Elise Stolte broke the news that on Monday at an in-private meeting of Council Services Committee, Edmonton City Council approved a plan to install a glass wall between council and the members of public in council chambers as well as install metal detectors and implement bag searches at the door.

This is something I absolutely do not support, at all. You can check out my thoughts from Twitter which I've collected into a moment.

I also posted feedback on Andrew Knack's Facebook Page as well as in a thread on reddit.

Edmonton's City Council does not have an issue with violence. We've had heated debates - many recall the passionate Uber debate - but shouting and removing your shirts does not violence make. Even when the room was completely packed with angry, passionate citizens who believed their livelihood was threatened, there was no violence. The existing infrastructure of security and police functioned as expected, and the crowd was controlled and removed from chambers.

This wall is made of humans, not glass

Standing up to this issue, and saying firmly no, without specific details of a credible threat warranting this, we're not going to erode our freedoms to engage in security theatre. Attending a council or committee meeting is pleasurable, I know for certain if I was asked to have my bag searched when entering, I'd be disinclined to attend these legally required public hearings.

And let's not forget, this is the same council that voted to not allow residents to call in to committee meetings because "face-to-face" was important to them.
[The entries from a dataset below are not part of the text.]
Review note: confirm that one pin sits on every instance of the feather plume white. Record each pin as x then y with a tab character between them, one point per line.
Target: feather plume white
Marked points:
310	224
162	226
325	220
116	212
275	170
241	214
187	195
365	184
Credit where it is due, Councillors Caterina, Henderson, McKeen and Nickel all voted against the proposal, but it passed nevertheless.

Councillor Esslinger referenced a police training event showing how quickly things can escalate as what convinced her this was required. Councillor Banga likened it to body armour, which is necessary to protect police lives - but lets stop and think about what means: we're letting fear, not evidence or need make our decisions for us, and that's not a road we want to go down. When decisions are made based on fear, whoever makes the scariest appeal to emotion, without facts present is going to be heard the loudest.

What stinks even more about this whole ordeal is that the entire debate was in-private. We will never know what the report said or if there was even any evidence present: we know there was a survey within stating that administration felt uncomfortable with their backs to the public. This was kept private under Section 18 of FOIP which says that disclosure can be refused if it would reasonably be considered to be a threat to public safety. I'm not sure how discussions of furnishing of a room with a 1.5 metre wall would reasonably threaten public safety if they were disclosed.

After a debate around phone calling into committee meetings where opposition to the idea sounded an awful lot like hiding from constituent opinions, and then the completely secret debate around building a wall to separate the public from council - I'm not sure. It rubs me the wrong way. It feels like elected officials are hiding instead of engaging, and they're using FOIP and procedures as their veil.

The secret plan they approved is to build a wall, and make us pay for it.

Let's not do that.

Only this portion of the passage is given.